僕は大輝にそう言って、二人で他人の振りをしながら店を出た。


「拓海、大丈夫か?顔真っ青だぞ。」


店を出てこちらを向いた大輝が、驚きの表情で聞いてきた。


自分の手を見ると、小刻みに震えている。血の気も引いていて、顔色が悪い事もよくわかる。

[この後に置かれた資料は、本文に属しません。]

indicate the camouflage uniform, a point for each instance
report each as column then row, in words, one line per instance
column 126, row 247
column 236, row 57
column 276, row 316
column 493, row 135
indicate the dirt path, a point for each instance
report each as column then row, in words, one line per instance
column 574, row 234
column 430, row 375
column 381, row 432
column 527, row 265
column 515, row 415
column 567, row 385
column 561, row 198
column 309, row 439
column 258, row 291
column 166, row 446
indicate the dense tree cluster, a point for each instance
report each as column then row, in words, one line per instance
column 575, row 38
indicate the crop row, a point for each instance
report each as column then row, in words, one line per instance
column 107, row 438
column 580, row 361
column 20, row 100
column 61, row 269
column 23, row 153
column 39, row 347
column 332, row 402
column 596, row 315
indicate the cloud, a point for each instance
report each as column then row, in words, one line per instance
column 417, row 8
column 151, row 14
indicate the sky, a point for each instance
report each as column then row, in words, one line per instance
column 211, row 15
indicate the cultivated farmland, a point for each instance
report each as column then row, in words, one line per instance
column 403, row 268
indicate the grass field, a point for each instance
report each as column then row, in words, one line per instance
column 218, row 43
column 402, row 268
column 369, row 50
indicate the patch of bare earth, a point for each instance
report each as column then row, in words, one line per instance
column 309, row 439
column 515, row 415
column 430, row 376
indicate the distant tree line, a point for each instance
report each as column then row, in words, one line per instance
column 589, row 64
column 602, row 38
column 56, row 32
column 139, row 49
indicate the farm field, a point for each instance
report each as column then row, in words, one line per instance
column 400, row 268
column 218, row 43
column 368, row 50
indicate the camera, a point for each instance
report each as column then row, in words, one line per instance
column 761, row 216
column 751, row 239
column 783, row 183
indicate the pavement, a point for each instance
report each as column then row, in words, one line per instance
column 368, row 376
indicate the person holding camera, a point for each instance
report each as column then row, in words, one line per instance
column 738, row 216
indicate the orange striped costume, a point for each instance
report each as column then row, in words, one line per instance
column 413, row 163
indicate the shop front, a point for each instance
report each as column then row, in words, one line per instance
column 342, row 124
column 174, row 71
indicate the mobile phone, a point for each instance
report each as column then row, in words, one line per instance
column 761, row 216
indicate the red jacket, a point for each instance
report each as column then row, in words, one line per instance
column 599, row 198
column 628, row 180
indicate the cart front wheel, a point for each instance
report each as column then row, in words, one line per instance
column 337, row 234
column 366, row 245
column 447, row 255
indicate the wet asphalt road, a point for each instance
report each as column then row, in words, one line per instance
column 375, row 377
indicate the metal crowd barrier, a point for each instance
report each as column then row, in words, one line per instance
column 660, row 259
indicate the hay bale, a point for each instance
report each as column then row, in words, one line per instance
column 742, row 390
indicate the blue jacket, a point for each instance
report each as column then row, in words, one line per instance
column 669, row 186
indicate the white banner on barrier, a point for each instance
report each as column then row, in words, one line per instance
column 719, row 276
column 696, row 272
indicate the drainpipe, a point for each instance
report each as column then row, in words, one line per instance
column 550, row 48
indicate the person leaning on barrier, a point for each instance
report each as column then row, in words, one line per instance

…どうやら、失恋のショックは隠れていただけで、全く衰えてはいないようだ。


「……取り敢えず、近くの公園にでも寄ろう。」


「……分かった。」


少し震える声で大輝の提案を受諾した。



* * *



ベンチに座った僕の首筋に、暖かい何かが押し当てられる。


振り返ると、両手にコーンポタージュを持った大輝がいた。その内の一つを放り投げて来たので、慌ててキャッチする。


「サンキュ。」


「どういたしまして」


スチール缶の少し硬いプルトップを開け、クリーミーな液体を喉に流し込んだ。


「……上手い。」


「甘い後に甘い味は嫌だからな……」


「よく分かっていらっしゃる。」


僕達は楽ドナルドの時のように、ちまちまとポタージュを飲みながら沈黙を貫いていた。


僕がポタージュを飲みきった頃、大輝が喋り始めた。


「お前……なんか俺に隠してる事あるだろ……」


一発でそれを言い当てられると、動揺して誤魔化そうにも誤魔化せない。

僕は肯定の返答をしてしまった。


「……まあな。」


「取り敢えず、話せ。楽になるから。」


「…………分かった。」


渋々僕は了承した。

そして、一ヶ月前に起きた出来事を話し出す。


「…………………」


話している間も大輝は沈黙を守っていたが、全てを話し終えた後も大輝は黙っていた。

何かを考えているようにも見える。

……と、そこで大輝が口を開いた。


「I’m as angry as ever.」


「『私は今までに無いくらい怒っています』……昨日の授業でやったな。」


どうやら、大輝は本当にブチ切れているようだ。また眉間の皺が凄い事になっている。


「一体、どっちに怒ってるんだ?」


「………早川九割、拓海一割だ。」


「おおう……」


少ないな……


「まず、何故俺に言わなかった?普通に噂を信じてしまっただろ。」


「いや………それは………」


「……まあいい。俺がブチ切れているのは、早川に対してだからな。」


大輝はそう言うと、ポタージュの缶を握りしめた。


バコッ、という音がして、缶が潰れる。


ここまで怒っている大輝を見るのは初めてだ。…もしかすると、取り返しのつかない事をするかもしれない。


だから、僕はお願いした。


「……早川さんに何かするのは、辞めてくれよ。」


「どうしてだ?」


大輝は何を言っているんだ、と言いたげな顔をしている。


「一応、僕の好きな人だったから。それに、あの人に何かしようとしたらまずい気がする。」


これは僕の直感だ。

彼女は恐らく中学生ではあり得ないくらいの腹黒さを持っている。

下手に手を出したら、自ら破滅への道を進んで行くような気がするのだ。


「…まあ、お前がそう言うなら………」


 幸いにも、大輝は了承してくれた。


「……ありがとう。」


「お礼を言われる筋合いなんてねぇよ。一番辛い時に慰めてもやれなかったんだからな。」


「……いや、こうして話を聞いてくれるだけでも気が楽になったよ。」


大輝はそれを聴くと、そうか、とだけ言い、少しだけ黙った。

僕はそんな大輝に、明るい声で言った。


「まあ、取り敢えずもう大丈夫。受験が終わったらまたゆっくり話そう。」


「……そうだな。今が正念場だからな。」


僕と大輝の方針は、取り敢えず受験を乗り越える、という事に決まった。


……今までのように、辛いことを無かった事にはしない。考える事を先延ばしにしただけだ。


そう僕は思い、また一歩、歩みを進めようとした。